I have been always thinking for a solution for this task, I have spreadsheet A with a "column A" with a bunch model names(model name repeats in different rows) and "column B" with their prices.
I have another spreadsheet with a summary of these model names on "Column C" and addition to price on "Column D"

I would like to search C1 cell to "column A" and add D2 cell to "column B", problem is C1 repeats and do the same process until no more duplicates and search C2. 
Really trying my best to explain this. Please shed me some light about this solution. Thank you.


----------



## Joe4 (Dec 13, 2022)

Welcome to the Board!

I think the best thing to do would be to show us a small sample of your data, and then show us what your expected results of that example should looke like.

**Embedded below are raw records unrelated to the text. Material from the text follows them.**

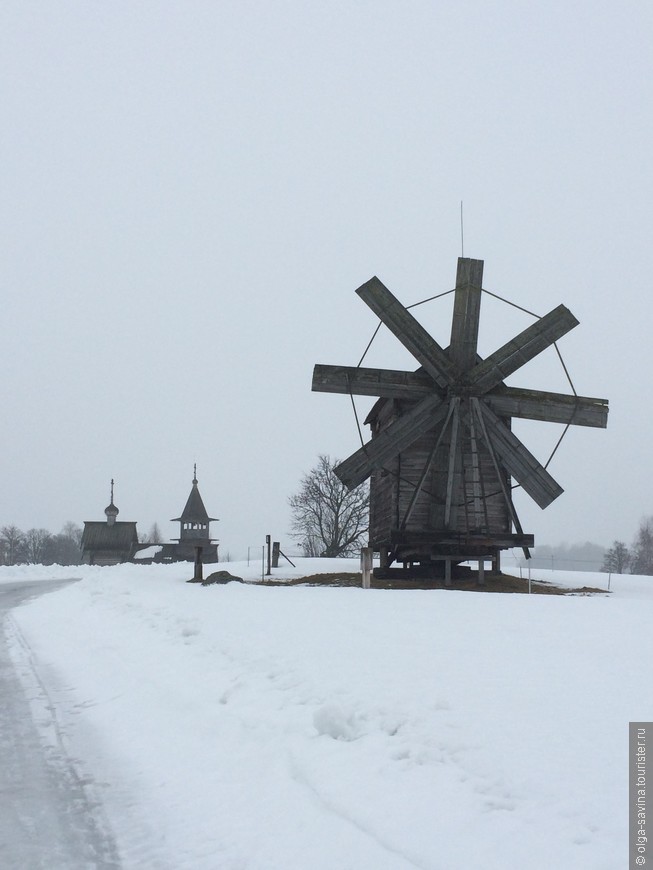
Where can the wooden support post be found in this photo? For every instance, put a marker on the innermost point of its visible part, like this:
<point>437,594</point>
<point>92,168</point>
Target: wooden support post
<point>366,566</point>
<point>384,559</point>
<point>198,576</point>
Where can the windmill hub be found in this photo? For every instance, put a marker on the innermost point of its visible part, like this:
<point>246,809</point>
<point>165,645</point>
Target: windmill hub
<point>442,453</point>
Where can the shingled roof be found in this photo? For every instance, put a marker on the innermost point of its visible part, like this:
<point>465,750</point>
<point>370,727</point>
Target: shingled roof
<point>194,512</point>
<point>118,537</point>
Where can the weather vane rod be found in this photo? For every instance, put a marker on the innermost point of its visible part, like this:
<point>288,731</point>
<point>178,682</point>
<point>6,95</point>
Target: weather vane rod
<point>462,236</point>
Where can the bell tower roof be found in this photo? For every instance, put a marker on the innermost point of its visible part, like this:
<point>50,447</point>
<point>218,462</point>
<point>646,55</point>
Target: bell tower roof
<point>194,511</point>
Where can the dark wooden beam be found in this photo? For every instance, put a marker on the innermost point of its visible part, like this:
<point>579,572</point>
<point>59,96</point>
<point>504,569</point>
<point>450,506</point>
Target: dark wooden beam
<point>519,461</point>
<point>466,313</point>
<point>552,407</point>
<point>409,331</point>
<point>524,347</point>
<point>387,383</point>
<point>401,537</point>
<point>392,440</point>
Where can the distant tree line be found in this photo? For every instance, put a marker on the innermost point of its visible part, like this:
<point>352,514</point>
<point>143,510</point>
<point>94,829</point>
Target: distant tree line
<point>638,559</point>
<point>567,557</point>
<point>40,547</point>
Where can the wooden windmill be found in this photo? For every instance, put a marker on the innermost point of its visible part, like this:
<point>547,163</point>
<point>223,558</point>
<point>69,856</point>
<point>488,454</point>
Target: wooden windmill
<point>442,453</point>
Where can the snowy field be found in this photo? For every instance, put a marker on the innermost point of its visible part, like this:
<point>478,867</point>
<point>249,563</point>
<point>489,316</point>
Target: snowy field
<point>240,727</point>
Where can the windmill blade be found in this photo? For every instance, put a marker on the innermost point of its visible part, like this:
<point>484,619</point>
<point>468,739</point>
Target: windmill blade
<point>409,331</point>
<point>466,313</point>
<point>392,440</point>
<point>519,461</point>
<point>524,347</point>
<point>387,383</point>
<point>551,407</point>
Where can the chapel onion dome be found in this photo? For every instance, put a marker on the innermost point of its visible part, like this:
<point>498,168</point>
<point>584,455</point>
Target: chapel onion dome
<point>111,511</point>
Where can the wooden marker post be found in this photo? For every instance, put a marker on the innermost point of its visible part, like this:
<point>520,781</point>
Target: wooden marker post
<point>366,566</point>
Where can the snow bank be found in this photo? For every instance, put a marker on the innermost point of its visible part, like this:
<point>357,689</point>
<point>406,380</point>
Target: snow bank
<point>272,728</point>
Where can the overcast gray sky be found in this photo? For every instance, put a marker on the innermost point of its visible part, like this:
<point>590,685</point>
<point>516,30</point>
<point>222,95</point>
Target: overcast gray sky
<point>192,191</point>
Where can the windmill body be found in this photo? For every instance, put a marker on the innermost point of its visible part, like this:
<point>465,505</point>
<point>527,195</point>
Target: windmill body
<point>442,457</point>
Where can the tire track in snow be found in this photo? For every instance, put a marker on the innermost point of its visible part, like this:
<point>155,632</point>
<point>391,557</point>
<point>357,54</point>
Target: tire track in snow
<point>50,819</point>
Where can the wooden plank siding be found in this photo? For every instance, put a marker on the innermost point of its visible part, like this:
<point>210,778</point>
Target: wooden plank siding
<point>477,507</point>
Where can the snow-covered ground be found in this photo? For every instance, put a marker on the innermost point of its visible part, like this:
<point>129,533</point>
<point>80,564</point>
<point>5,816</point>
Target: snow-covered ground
<point>308,728</point>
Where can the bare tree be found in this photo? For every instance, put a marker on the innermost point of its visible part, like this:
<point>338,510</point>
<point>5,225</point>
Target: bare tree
<point>65,548</point>
<point>327,518</point>
<point>36,542</point>
<point>642,551</point>
<point>12,541</point>
<point>617,559</point>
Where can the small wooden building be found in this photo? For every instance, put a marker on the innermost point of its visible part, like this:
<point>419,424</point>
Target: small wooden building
<point>194,534</point>
<point>109,542</point>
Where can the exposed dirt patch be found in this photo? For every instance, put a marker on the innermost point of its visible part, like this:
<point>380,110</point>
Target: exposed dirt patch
<point>493,583</point>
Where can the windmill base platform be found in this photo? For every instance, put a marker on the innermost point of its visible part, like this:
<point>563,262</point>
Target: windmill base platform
<point>439,555</point>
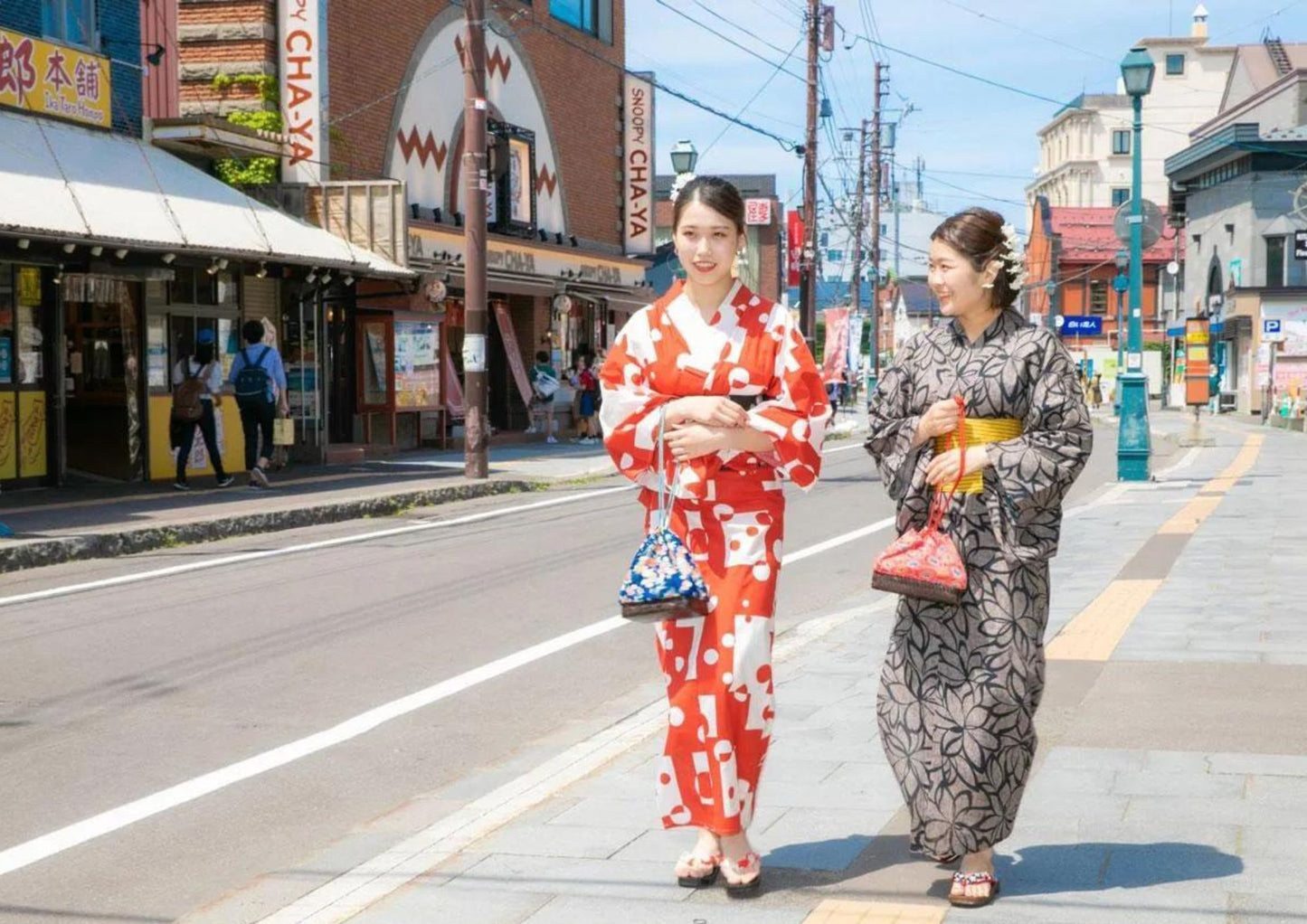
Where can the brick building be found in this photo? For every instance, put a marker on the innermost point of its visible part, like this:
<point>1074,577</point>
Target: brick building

MrExcel has a tool called “XL2BB” that lets you post samples of your data that will allow us to copy/paste it to our Excel spreadsheets, so we can work with the same copy of data that you are. Instructions on using this tool can be found here: XL2BB Add-in

Note that there is also a "Test Here” forum on this board. This is a place where you can test using this tool (or any other posting techniques that you want to test) before trying to use those tools in your actual posts.


----------



## zigen9 (Dec 13, 2022)

Thank you very much. I'm sorry i'm new to this forum and would like to learn more from experts like you. I will prepare my data and post again later. Thanks again.


----------



## Joe4 (Dec 13, 2022)

zigen9 said:


> Thank you very much. I'm sorry i'm new to this forum and would like to learn more from experts like you. I will prepare my data and post again later. Thanks again.


You are welcome.
Just be sure to continue posting in this thread (don't start a new one for the same question).


----------



## zigen9 (Dec 13, 2022)

Hello Joe4,

Please see attached the example for the task I am facing.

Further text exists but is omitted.